Revised: From the clarifications it appears that the conical approximation of data points is only a rough one. However the apex is known, which leads to a revised suggestion of projecting points onto a sphere centered at the apex, which would lead to a rough circle of points on the sphere (these points would be exactly on a "small" circle of the sphere if the original data were actually on a cone).
Given the points on a sphere, one might proceed by fitting a small circle (great circles on a sphere being a special case) in a total least squares sense, i.e. minimizing the sum of squares of spherical distances from points to the fitted circle. This is a nonlinear problem, but it involves only three parameters (the radius and two coordinates for center of the circle). See Fujiki and Akaho, 2007 for exposition of both the 2D and higher dimensional analogs, and its references to the literature.
Your interest seems primarily to be identification of the axis of rotation, i.e. the pole that corresponds to the spherical circle. See here for some software tailored to this problem.
I think we should be careful about an approach that assumes points having a roughly uniform distribution over (around) the surface of a cone. If they were, it would make spotting a "V" shape in a slice of the data more likely, but perhaps there are more robust approaches (less dependent on an even sampling of points).
[Something else to keep in mind is that mathematically a cone proceeds in both directions of the axis through its apex. Therefore an ideal slice of the data through a plane containing the apex might reveal an "X" rather than a "V" shape.]
One possibility would be to assess for a candidate "apex" point $A$ of a cone, what axis gives the most tightly clustered slopes of lines passing through the sample points and the "apex". The axis is generated by a unit vector $U$ from $A$, and the slopes through sample point $P$ can be associated with a dot product of $U$ with $P - A$ divided by $||P - A||$.

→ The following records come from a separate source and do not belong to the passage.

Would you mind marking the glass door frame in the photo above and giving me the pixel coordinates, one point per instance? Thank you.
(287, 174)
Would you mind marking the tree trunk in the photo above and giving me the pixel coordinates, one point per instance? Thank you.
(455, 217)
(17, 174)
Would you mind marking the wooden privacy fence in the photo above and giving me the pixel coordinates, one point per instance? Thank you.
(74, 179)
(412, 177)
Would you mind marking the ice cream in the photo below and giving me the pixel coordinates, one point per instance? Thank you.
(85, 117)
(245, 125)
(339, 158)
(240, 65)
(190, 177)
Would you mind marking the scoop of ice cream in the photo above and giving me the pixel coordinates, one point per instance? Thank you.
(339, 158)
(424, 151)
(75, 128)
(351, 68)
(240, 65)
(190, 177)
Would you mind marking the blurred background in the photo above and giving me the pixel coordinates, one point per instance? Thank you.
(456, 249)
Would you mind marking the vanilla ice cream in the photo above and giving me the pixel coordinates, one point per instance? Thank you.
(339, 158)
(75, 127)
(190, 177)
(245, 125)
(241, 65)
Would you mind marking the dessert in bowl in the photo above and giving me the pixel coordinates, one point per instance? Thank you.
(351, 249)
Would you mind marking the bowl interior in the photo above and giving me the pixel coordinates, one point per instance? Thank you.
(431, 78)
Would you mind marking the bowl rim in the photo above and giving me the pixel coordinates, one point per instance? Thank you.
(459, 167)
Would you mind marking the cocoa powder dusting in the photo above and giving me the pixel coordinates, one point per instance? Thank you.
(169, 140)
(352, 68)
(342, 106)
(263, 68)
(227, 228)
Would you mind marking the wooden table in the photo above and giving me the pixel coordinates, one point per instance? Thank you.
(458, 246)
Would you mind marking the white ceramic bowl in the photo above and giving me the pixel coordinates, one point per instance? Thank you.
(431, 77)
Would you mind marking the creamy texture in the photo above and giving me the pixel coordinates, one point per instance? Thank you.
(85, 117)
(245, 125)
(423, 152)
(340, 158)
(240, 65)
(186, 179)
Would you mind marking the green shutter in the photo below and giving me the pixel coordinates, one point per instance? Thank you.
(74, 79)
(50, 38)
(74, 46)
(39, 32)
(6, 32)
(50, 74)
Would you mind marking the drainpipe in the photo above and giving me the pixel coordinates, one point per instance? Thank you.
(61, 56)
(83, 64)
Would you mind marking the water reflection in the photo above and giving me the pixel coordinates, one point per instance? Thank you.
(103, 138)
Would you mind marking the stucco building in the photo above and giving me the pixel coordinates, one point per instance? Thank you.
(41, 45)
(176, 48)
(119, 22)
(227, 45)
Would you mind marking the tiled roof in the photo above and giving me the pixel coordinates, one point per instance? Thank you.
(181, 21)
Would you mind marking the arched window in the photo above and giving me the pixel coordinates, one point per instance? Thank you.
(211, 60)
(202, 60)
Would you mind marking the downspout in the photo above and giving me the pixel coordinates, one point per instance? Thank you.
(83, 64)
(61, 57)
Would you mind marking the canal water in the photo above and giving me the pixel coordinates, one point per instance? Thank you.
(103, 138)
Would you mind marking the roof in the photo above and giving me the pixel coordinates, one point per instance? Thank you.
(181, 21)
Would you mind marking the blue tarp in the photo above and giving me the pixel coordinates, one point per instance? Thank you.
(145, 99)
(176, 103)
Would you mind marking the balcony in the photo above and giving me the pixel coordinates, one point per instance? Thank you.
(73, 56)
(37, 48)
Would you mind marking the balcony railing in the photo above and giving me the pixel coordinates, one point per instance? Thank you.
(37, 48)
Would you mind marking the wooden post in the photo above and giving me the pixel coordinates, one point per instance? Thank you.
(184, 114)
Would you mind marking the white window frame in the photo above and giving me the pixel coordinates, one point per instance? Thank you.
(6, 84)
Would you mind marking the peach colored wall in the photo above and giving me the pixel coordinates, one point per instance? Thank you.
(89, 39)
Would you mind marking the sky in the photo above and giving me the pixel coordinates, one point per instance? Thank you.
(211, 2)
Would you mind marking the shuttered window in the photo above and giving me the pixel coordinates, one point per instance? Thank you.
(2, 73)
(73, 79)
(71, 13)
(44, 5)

In fact we might weight these slopes so that samples close to $A$ are less important than points far away (since the points close to $A$ are close to the cone regardless of what axis is chosen), and this suggests weighting by $||P - A||$, thereby cancelling the division used above.
This replaces the search for a "good slice" of the data with a search for a good approximation of the cone's apex.
The problem is of some importance in the field of computer vision and robotics. In this book chapter by Chernov and Ma, Least Squares Fitting of Quadratic Curves and Surfaces (2011), some improvements are sought using a "fast projection" method of Dave Eberly. The authors treat three non-degenerate quadratic surfaces in 3D, ellipsoids, hyperbolic paraboloids, and hyperboloids of one sheet, and mention without details that elliptic paraboloids and hyperboloids of two sheets can be treated similarly. A cone, however, is a degenerate quadric surface, intermediate between the hyperboloids of one and two sheets. I'd expect that the procedures described by Chernov and Ma would adapt readily to this specialization.
Best Answer
I think I found a solution.
The point $(x,y,z)$ is not only on the hyperbola, but also on the circle that results from intersecting the cone with the plane defined by $x$ and that is given by the equation $y^2+z^2=r^2$, where $r=\sqrt{y^2+z^2}$ is the radius of the circle, which has its center in $(x, 0, 0)$.
Now that I have the radius $r$ and length of the cone $x$, I can find the angle of the cone $\alpha=arctan(r/x)$, which was what I was looking for.
Tl;dr: $\alpha=arctan(\sqrt{y^2+z^2}/x)$.